Irritierender Laptopsound von Snd: Im Fluss der Reduktion

Spartanische Beats, Radikale Reduktion, Minimalismus in Reinform: Snd hat es sich zum Ziel gesetzt, das Publikum zu enttäuschen - und wird dennoch nicht langweilig.

Die beiden Musiker von Snd versprechen "Studien zu Langeweile, Bewusstseinskontrolle und transzendentaler Meditation". Bild: snd

Der Name Snd klingt spartanisch die Musik ist es auch: Zwei Typen an ihren Laptops, ein paar trockene Beats, eine Handvoll digitaler Töne, die sich ewig wiederholen, ohne wirklich gleich zu bleiben. So weit, so unspektakulär.

Wenn die beiden Briten Mark Fell und Mat Steel jemals ernsthaft vorgehabt haben sollten, mit ihrer Musik zu langweilen oder zu nerven, sind sie damit bisher gescheitert. Auf ihrem aktuellen vierten Album, "Atavism", machen Snd keine Ausnahme, denn die Klänge sind stringent wie nie zuvor.

Die beiden Musiker aus Sheffield sind exzessive Formalisten. Benannt haben sie sich nach einem digitalen Audioformat für Apple-Rechner, dessen Kürzel für "sound" steht. Um Reduktion geht es auch in ihrer Musik.

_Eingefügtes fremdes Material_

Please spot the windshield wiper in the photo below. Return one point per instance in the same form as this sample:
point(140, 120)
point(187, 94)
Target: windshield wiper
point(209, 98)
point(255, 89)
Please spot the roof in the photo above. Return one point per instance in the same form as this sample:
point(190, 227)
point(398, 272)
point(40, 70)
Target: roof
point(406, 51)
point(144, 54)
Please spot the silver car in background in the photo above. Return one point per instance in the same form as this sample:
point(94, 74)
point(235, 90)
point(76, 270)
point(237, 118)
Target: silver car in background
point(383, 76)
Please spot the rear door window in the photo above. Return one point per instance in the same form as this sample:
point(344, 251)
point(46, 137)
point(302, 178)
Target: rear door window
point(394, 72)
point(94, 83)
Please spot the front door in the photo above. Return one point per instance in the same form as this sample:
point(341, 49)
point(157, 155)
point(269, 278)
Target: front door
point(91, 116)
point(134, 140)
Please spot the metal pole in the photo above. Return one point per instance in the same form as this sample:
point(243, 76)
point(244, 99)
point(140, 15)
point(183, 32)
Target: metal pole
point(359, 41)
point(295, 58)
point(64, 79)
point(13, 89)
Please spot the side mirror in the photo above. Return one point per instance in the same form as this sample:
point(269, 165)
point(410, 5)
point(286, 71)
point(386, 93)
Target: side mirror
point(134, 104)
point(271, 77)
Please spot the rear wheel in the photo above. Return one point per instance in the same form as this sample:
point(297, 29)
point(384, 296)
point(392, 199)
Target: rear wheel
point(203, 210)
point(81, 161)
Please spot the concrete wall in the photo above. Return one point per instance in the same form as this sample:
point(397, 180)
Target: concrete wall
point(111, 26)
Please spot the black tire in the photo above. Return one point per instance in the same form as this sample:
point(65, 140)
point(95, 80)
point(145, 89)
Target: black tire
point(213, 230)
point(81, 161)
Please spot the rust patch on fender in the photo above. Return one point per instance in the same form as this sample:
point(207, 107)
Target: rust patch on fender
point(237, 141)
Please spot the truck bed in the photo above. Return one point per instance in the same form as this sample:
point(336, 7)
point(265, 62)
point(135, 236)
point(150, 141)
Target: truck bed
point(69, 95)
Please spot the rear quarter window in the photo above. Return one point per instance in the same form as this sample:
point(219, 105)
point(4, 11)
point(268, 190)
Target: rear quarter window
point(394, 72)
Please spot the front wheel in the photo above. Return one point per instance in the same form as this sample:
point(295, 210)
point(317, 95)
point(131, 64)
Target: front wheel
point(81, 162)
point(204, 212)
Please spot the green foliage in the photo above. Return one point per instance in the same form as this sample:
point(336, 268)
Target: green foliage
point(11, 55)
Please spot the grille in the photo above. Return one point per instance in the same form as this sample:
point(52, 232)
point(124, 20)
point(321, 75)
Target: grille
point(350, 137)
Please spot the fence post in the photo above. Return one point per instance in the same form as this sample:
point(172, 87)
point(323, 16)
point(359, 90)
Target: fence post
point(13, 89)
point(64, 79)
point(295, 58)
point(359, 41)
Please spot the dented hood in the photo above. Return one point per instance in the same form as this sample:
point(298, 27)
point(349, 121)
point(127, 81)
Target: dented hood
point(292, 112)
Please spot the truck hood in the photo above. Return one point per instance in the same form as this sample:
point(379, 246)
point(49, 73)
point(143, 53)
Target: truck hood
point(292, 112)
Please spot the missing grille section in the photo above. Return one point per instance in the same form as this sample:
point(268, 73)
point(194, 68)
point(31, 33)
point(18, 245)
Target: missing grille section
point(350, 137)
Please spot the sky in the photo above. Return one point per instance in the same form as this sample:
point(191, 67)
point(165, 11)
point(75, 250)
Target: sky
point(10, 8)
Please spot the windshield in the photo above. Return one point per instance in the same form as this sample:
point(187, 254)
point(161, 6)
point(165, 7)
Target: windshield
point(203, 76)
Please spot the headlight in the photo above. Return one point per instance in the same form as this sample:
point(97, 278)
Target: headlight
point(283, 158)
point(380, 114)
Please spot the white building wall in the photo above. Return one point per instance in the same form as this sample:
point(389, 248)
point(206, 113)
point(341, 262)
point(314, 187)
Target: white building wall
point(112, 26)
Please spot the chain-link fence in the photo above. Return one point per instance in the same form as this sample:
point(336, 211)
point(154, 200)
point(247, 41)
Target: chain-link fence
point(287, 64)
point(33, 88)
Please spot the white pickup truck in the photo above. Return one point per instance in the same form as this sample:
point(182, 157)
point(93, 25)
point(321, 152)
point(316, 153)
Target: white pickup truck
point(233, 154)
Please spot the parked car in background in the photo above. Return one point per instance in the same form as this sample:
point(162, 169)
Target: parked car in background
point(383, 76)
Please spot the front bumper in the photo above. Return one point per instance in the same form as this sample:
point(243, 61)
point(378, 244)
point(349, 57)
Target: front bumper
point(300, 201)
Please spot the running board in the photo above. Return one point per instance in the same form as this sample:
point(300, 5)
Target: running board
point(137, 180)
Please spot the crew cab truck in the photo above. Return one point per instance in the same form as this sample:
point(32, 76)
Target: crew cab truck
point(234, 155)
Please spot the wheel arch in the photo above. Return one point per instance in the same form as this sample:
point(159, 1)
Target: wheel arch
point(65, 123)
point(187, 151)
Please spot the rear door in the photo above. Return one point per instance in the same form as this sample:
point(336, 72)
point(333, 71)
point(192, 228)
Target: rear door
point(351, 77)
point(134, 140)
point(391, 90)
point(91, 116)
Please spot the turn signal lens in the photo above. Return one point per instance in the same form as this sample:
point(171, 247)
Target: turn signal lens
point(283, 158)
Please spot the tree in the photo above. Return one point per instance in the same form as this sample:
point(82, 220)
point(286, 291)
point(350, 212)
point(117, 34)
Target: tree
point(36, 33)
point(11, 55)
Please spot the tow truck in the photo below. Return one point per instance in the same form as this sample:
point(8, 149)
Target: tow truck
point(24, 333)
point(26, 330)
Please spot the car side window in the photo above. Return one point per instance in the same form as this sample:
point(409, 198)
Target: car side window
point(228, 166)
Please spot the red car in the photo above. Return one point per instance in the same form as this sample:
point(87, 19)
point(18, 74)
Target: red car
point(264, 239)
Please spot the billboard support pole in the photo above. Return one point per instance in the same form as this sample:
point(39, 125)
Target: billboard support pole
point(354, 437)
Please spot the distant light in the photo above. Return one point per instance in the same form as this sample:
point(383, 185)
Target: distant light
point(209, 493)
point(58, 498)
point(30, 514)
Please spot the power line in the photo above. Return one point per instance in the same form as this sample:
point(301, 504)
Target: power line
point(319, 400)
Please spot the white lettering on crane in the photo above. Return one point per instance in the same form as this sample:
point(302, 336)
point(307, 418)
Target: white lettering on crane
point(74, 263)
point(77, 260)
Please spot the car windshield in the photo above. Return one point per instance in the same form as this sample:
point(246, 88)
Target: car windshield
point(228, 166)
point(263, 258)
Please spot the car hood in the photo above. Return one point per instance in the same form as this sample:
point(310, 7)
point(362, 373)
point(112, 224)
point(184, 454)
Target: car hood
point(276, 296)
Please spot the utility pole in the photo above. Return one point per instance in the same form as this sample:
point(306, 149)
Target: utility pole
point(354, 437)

Snd gründeten sich 1998, produzierten eine Maxi für ihr eigenes Label und wurden bald darauf von Mille Plateaux übernommen, wo sie drei Alben veröffentlichten, bis das Label pleiteging. In der öffentlichen Wahrnehmung verkamen Laptops seither zu dem, was in den synthesizerbegeisterten Achtzigern mal Gitarren waren. Fell und Steel ließen sich davon nicht beirren. Ihre Musik auf "Atavism" klingt unverändert radikal reduziert.

In ihren Stücken werden kleine Rhythmuspartikel aus Drumcomputer- und Synthesizerklängen so lange aneinandergerieben, bis sie nachgeben und aus den simpel scheinenden Elementen komplexe Figuren in permanenter Veränderung entstehen. Sie erzeugen dabei keine klingenden Mobiles, sondern wahrnehmungsverändernde Verschiebungsprozesse, die an den Rigorismus von Minimalisten wie Terry Riley oder Steve Reich erinnern und in ihrer Beharrlichkeit ihresgleichen suchen. Snd sind Stoiker der Wiederholung, die ihre paar Klänge vor allem im Konzert in aller Gemütsruhe stauchen und strecken.

Das ist auch schön anzusehen, denn Fell und Steel sind ausgebildet in visueller Kommunikation. Ihre Computergrafiken folgen einem ähnlich strengen Formwillen, bei dem allein der Weg ans Ziel führt. Besonders gut zu sehen ist dies auf der Solo-DVD von Mark Fell. "Attack on Silence" präsentiert Farb- und Sinustonspektren in permanenter Fließbewegung und ohne benennbaren Inhalt. Fell geht es auch hier weniger um Konzepte als um formale Aspekte. Deutlich wird das vor allem im mittleren Teil, in dem ein Raster aus acht mal acht Quadraten zu wechselnden Klangflächen immer neu eingefärbt wird oder einzelne Quadrate im Rhythmus mit Sinustönen aufleuchten. Wer sich nicht mit der bloßen Gegenwart dieser Bilder und Klänge zufriedengeben möchte und fragt, was das soll, findet die Antwort womöglich auf Fells Homepage. Dort werden Besucher mit der Ankündigung von "Studien zu Langeweile, Bewusstseinskontrolle und transzendentaler Meditation" begrüßt.

Dahinter steckt eine gute Portion britischer Humor. Ähnlich Fells Behauptung, beim Musikmachen wolle Snd vor allem das Publikum enttäuschen. Es irritiere ihn, wenn seine Zuhörer anfingen, mit dem Kopf zu nicken. Auch beim Hören von "Atavism" besteht diese Gefahr, denn einige der spröden Tracks ohne Titel sind tiefkonzentrierter Digitalfunk, dem man sich kaum verweigern kann. Nur zum Ende hin wird das Album dann doch mal anstrengend, wenn das metallische Hämmern und die abgehackten Digitalfetzen anfangen, dem eigenen Herz-Kreislauf-System zuzusetzen. Für Fell und Steel freilich ein Erfolg, gelingt die beabsichtigte Irritation schließlich doch - und das auf der elementarsten körperlichen Ebene.